We drove about 25 miles up to the Independence Mine State Historical Park today. Several buildings remain from this mine where gold was discovered in 1906 by Robert Lee Hatcher. Don saw this on his Alaska trip in 2003, and is still astonished by the fact that one man picked this particular mountain and discovered gold.
At its peak, the mine employed 204 men and operated year-round. Married men were allowed to build houses in what became known as “Boomtown.”
Several of these small houses are now crumbling.
Unmarried men lived in bunkhouses.
General Manager Walter Stoll had “the Big House” built for his family in 1939. It was distinctive for its size, the red color of the roof, and the conveniences included. It had hot water, a refrigerator, an electric range and a washing machine. “Big Walt” was a popular manager and the workers didn’t mind that he and his family lived in much greater comfort than they did. The house now serves as the Visitor Center.
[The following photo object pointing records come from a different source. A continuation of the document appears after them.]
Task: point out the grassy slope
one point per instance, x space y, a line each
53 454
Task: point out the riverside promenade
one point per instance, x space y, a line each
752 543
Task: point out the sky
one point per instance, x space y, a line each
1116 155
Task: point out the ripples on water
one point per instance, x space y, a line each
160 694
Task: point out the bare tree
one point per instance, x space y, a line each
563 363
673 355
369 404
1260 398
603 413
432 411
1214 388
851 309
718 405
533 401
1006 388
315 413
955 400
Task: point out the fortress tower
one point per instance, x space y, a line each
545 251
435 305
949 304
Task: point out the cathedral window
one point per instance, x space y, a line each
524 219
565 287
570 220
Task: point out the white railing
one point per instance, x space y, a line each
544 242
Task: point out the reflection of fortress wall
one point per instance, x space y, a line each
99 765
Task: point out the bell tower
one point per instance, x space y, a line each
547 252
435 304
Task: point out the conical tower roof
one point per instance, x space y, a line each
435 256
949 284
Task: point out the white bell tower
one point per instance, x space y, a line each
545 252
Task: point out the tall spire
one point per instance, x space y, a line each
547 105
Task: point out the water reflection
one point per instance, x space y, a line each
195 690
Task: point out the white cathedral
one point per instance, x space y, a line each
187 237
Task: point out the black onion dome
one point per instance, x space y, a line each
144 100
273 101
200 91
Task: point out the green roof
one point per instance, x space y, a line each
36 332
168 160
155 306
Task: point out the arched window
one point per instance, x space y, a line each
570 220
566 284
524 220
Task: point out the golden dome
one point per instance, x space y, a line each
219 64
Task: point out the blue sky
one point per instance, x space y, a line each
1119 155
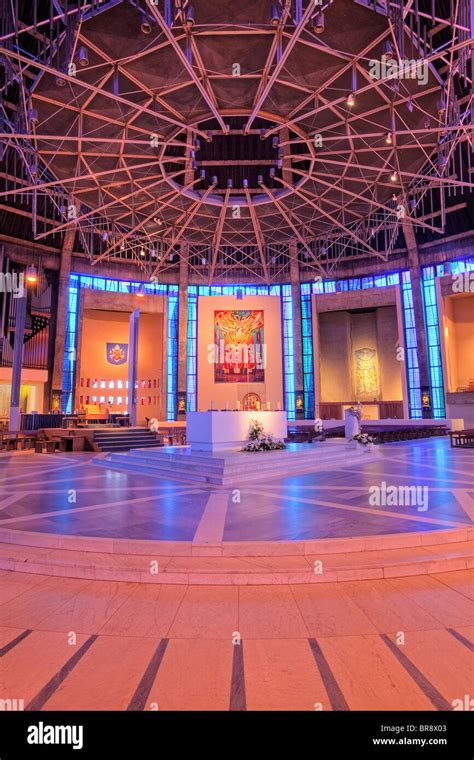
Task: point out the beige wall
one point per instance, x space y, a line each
272 389
341 333
459 340
100 327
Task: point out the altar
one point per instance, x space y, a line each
224 431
However, the building was closed today. In fact, the park was closed, and it turned out that we came in when one of the staff members mistakenly left the gate open. When we drove back down the hill, we found ourselves locked in!
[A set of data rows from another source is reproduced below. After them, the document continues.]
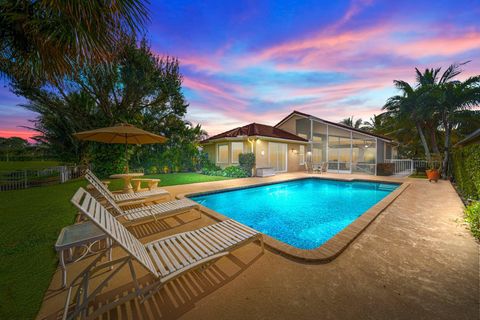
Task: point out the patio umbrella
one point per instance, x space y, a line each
123 133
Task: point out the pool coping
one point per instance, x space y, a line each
335 245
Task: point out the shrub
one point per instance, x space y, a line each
472 217
466 162
234 172
212 172
206 164
247 162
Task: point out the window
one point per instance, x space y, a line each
301 155
222 153
237 148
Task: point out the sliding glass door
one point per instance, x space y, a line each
277 156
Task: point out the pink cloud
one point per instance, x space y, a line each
25 134
441 45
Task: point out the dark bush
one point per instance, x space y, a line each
472 217
385 169
232 172
247 162
466 164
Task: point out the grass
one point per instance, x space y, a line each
171 179
22 165
31 221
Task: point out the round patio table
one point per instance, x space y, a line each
127 177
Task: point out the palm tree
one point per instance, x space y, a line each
351 123
448 101
40 39
455 99
408 107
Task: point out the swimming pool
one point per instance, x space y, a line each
303 213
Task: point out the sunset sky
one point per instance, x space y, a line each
256 61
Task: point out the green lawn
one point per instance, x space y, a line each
21 165
30 222
171 179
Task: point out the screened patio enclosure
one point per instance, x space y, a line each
345 151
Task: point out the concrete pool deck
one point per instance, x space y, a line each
416 260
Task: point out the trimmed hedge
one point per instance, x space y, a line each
231 172
472 217
466 166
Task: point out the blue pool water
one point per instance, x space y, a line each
302 213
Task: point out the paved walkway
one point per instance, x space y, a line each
415 261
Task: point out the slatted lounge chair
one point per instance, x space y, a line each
151 212
166 258
124 197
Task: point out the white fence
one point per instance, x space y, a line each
22 179
409 166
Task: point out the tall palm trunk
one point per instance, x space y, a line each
433 140
423 140
446 154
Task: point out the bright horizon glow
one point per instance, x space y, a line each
257 62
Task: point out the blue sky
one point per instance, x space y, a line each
246 61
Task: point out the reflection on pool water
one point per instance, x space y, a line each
302 213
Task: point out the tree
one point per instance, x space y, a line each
408 106
455 99
357 124
43 40
135 87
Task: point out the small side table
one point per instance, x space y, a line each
127 177
85 235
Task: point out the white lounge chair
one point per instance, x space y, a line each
124 197
166 258
146 213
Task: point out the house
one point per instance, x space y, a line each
301 138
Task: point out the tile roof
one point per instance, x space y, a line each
256 129
335 124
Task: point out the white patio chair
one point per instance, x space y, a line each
149 212
166 258
124 197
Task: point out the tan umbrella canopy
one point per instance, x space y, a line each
123 133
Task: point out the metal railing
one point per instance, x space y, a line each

I checked the lock to be sure it wasn’t just latched, then we started to turn around and go back up to find some staff to let us out. A couple of employees came down the road about that time, and explained to us that we shouldn’t have been able to get in.
We want to go kayaking while we’re here, weather permitting, but I don’t think it will be in the Little Susitna River!
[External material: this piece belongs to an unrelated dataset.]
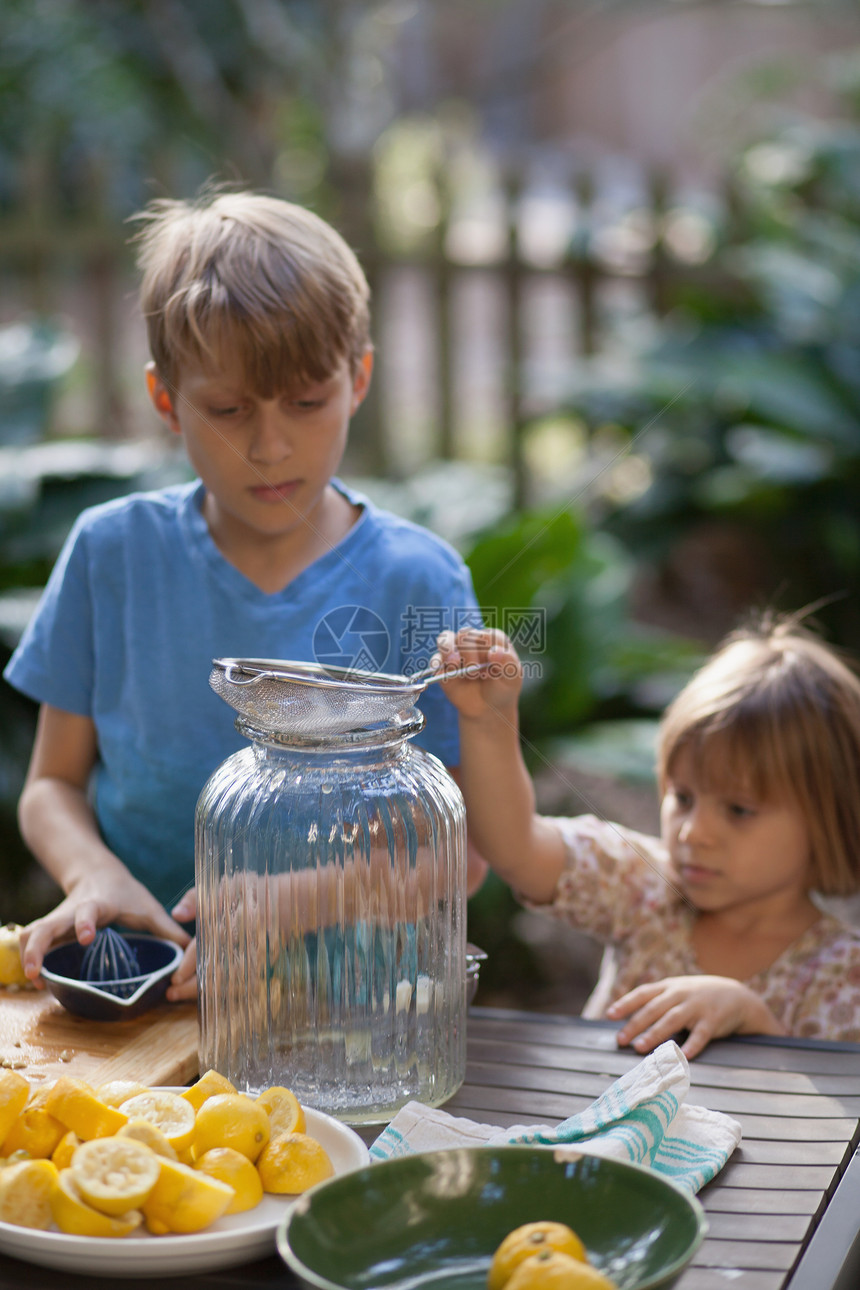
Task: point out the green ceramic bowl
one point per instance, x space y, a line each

Unlike this brave guy on a poster, we’re not white-water kayakers!
After a tasty lunch at the ‘best Mexican Restaurant in Palmer’ (also the only one), we visited the Visitor Information Center and watched a movie about the establishment of Palmer under the New Deal resettlement project from 1935 sponsored by the Roosevelt Administration. Families from Wisconsin and Minnesota, primarily, were recruited to move to Palmer and build farms.
We then toured the Colony House Museum, one of the original homes from that project. Click on the link for more information on this chapter of our nation’s history.
The house was in pretty rough condition before its restoration.
Here are some photos from the interior of the house, furnished as it might have been in 1935.
The family that brought this piano with them to Palmer packed their clothing inside it to keep its inner workings intact during the long trip. It was recently tuned and still plays beautifully. What a unique suitcase!
Notice the shipping crate being used as a chest in the children’s room.
Two bedrooms were downstairs, and another upstairs.
Water and electricity were added at some point, but were not included in the original building.
While driving around today, Don slid back the inside cover of the sunroof in our Honda CR-V. We were horrified to discover that it has shattered!
We’re not sure when or how it happened, but it wasn’t like that on Sunday in Valdez. We remember that we heard a strange rattle and thought it might be one of the kayaks or the roof rack. Don slid back the cover then to check on it, and the glass was clear. So the break must have happened yesterday, probably while we were towing it behind the motorhome. How it happened is still a mystery.
We’ve taken steps to get the sunroof replaced through our insurance, although it might cost less than the $500 deductible. In the meantime, Don put a protective cover over it, with a little help from our friend Dennis.
Don’s standing on a stool – Dennis isn’t really *that* short!
A little duct tape can’t hurt.
It’s just another example of the many ways that RVers must be prepared to deal with surprises and challenges in our pursuit of adventures. We’ll continue on to explore Palmer-Wasilla and Anchorage for the next several days, then return to Anchorage for the sunroof replacement when the part comes in, since it’s not likely to reach us before we leave the area.